House flipping is defined as the purchase of real estate with the intent of quickly reselling it at a higher price
. The whole process is normally completed in a matter of days or just a few months. Some buyers will simply purchase the property and immediately resell it at a higher cost. Other investors look for homes that are below market value or whose cost can be increased after a few renovations. One must be careful to research the property prior to buying for prevention of loss if the home requires more input than it's worth.
This will prevent financial loss if the home requires more input than it's worth. There are several reasons why homes may be sold at lower prices such as divorce, death, bankruptcy or loss of employment. Foreclosures intrigue investors due to banks wanting to get whatever they can for the property. The lending institution normally sets the minimum bid and takes ownership if no one bids above that price. Estates sales occur when a family wants to rid themselves of a burdensome home.
Investors wanting property in need of repairs often search home listings. Others build relationships with realtors that may notify them when a home comes on the market in poor condition. Communities surrounding the property benefit greatly by an investor doing renovations. Communities greatly benefit when an investor does renovations on a neighboring home. When an investor makes restorations, communities surrounding the property reap the benefits. The neighboring homes increase in value as the real estate becomes more appealing. Investors should acquire loans for more than the house price to insure money is available for repairs.

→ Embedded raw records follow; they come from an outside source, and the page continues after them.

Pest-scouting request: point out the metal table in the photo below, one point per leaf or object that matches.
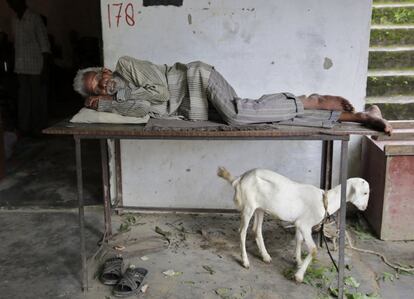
(116, 132)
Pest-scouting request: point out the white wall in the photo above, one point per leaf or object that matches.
(260, 47)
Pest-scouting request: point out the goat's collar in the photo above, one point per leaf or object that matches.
(325, 203)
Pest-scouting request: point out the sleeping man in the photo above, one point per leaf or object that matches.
(196, 90)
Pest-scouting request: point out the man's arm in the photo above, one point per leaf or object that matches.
(107, 103)
(146, 81)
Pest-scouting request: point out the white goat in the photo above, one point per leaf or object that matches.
(259, 190)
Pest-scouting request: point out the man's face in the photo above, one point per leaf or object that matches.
(100, 83)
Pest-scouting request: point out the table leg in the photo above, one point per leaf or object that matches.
(107, 196)
(326, 167)
(118, 173)
(326, 172)
(84, 275)
(342, 217)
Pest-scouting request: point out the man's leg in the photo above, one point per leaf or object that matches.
(326, 102)
(24, 104)
(372, 118)
(238, 111)
(39, 104)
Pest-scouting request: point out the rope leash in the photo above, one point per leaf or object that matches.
(325, 218)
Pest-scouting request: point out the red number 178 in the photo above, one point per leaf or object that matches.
(127, 13)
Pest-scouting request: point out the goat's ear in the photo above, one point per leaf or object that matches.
(351, 191)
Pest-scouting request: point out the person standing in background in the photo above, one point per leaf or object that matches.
(32, 51)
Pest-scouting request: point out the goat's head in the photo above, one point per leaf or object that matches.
(358, 192)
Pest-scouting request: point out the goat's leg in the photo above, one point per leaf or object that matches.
(298, 250)
(307, 235)
(246, 215)
(257, 229)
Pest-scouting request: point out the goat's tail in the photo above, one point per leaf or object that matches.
(223, 173)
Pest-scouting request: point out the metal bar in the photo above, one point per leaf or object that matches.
(342, 217)
(105, 181)
(84, 275)
(170, 209)
(118, 173)
(326, 172)
(223, 138)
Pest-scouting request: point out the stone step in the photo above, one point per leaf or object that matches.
(375, 2)
(392, 36)
(393, 110)
(390, 83)
(395, 14)
(391, 58)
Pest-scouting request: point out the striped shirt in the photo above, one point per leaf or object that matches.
(160, 90)
(30, 42)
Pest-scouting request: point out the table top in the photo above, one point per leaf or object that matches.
(137, 131)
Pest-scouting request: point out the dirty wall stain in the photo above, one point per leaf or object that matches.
(327, 64)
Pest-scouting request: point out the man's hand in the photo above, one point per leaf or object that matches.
(93, 101)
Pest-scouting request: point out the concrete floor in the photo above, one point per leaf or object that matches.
(39, 256)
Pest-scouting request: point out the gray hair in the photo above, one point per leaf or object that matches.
(78, 82)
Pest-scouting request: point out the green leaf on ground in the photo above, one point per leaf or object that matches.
(224, 293)
(209, 269)
(124, 227)
(351, 281)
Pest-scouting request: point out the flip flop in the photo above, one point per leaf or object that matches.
(130, 282)
(112, 271)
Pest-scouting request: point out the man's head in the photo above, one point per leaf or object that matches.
(19, 6)
(94, 81)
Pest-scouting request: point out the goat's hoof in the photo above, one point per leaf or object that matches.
(267, 259)
(298, 278)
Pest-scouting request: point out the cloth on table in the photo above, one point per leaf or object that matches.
(86, 115)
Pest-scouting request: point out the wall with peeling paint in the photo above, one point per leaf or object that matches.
(260, 47)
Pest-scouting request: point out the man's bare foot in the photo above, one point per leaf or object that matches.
(327, 102)
(374, 120)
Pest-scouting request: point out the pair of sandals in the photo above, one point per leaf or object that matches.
(124, 284)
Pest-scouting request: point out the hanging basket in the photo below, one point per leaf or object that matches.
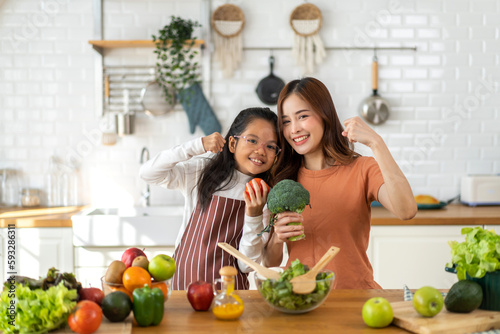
(308, 48)
(228, 22)
(306, 20)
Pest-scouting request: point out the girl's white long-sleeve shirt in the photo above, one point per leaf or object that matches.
(180, 168)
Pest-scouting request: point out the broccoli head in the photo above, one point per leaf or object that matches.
(288, 195)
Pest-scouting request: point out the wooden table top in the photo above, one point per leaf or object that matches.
(340, 313)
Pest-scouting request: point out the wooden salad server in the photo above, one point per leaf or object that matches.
(263, 271)
(306, 283)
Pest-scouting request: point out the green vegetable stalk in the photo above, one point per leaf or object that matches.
(148, 306)
(477, 255)
(287, 195)
(26, 310)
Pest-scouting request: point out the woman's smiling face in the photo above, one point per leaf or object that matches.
(302, 126)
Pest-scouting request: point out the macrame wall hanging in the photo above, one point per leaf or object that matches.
(228, 22)
(308, 48)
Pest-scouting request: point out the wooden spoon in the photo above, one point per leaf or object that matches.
(306, 283)
(263, 271)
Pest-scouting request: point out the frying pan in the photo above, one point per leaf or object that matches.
(374, 109)
(270, 87)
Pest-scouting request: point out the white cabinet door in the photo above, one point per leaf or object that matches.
(39, 249)
(412, 255)
(91, 263)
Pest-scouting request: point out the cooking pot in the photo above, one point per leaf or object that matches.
(374, 109)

Before investing in house flipping, make sure you understand the tax rules. There are federal and state income taxes to consider as with all obtained assets. The IRS sees investment profit as capital gain regardless of how it was made. Property owned for less than a year, is seen as a short-term gain and taxed as high as 35%. People that hold the real estate longer than a year cut that cost to 15%.
The idea of house flipping is to sell the home quickly and this requires taking the larger tax burden. There is still money to be made and all expenses will need to be considered before putting a set selling price on any real estate.